【高論卓説】常磐線が完全復旧する日 東京は沿線の豊かな産物に頼る (2/3ページ)

2015.12.21 07:46

 東京・日暮里駅から千葉県北西部、茨城県から浜通りを貫いて東北本線の岩沼駅につながる「常磐線」は総延長約343キロメートルにも及び、その沿線の豊かな産物が首都圏を支えてきた。東日本大震災による巨大地震と津波、東京電力福島第1原子力発電所の事故によって、あまり意識されていなかったこの地域の役割が浮かび上がった。農林水産物に対する「風評被害」であり、震災直後の工業部品のサプライチェーンにおける供給の不全である。
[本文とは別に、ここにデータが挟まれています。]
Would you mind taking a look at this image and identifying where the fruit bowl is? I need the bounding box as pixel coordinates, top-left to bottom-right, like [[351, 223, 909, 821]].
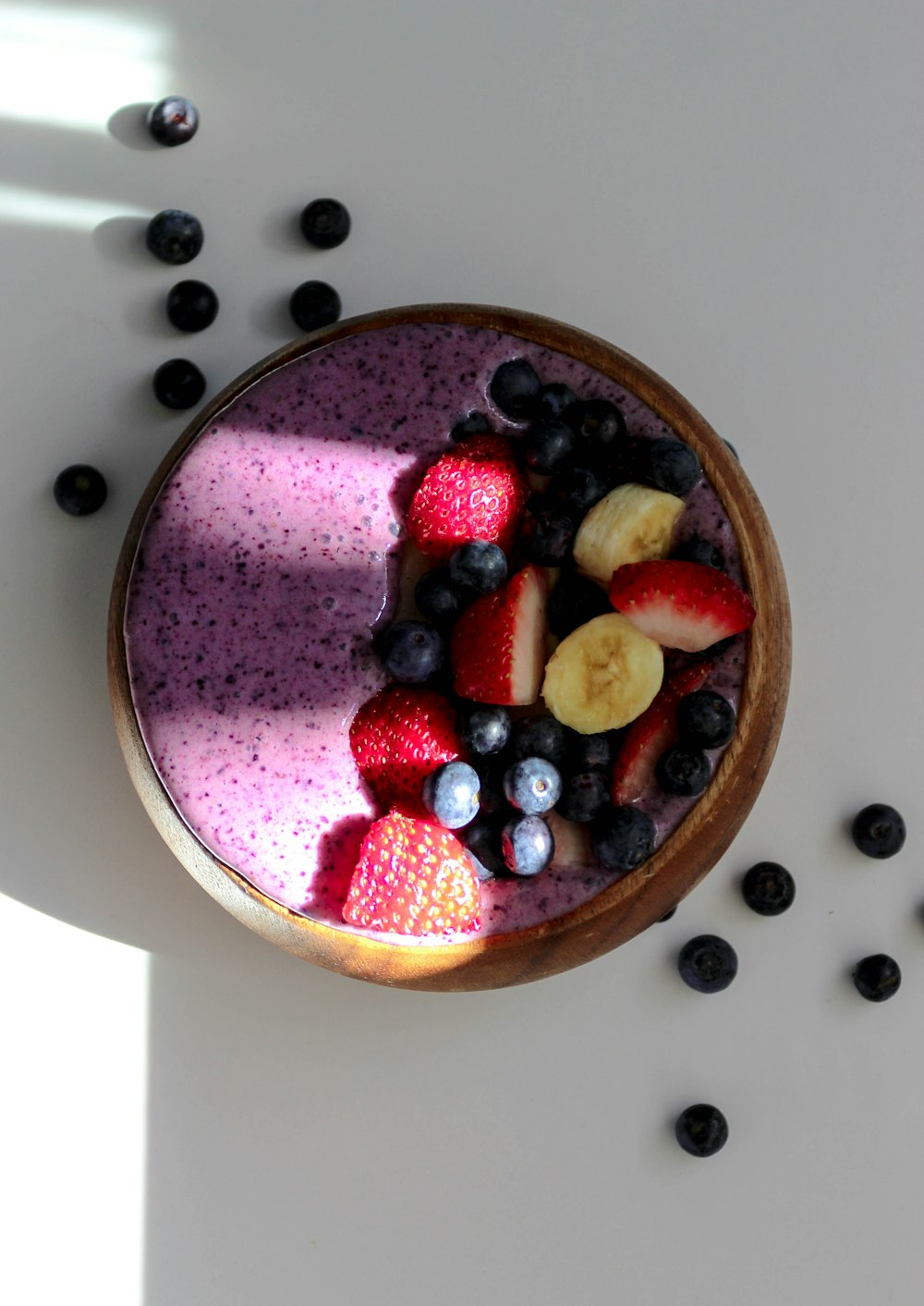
[[108, 304, 790, 990]]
 「常磐中心主義(ジョーバンセントリズム)」(河出書房新社)の中で、筑波大学院准教授の五十嵐泰正さんは「常磐線沿線は『東京の下半身』なのだ」という。「近代以降の日本の『地方』はおしなべてそのように編成されてきたが、常磐線沿線はその色彩がことのほか強い」と。

 福島大うつくしまふくしま未来支援センター特任研究員の関沼博さんは「未来を必要としなかった路線」と位置付けて、「淡々と1次産品や工業製品、電力を生み出し、その一部を首都圏に届ける。そこには未来はないけれど現在と現実がある」と述べる。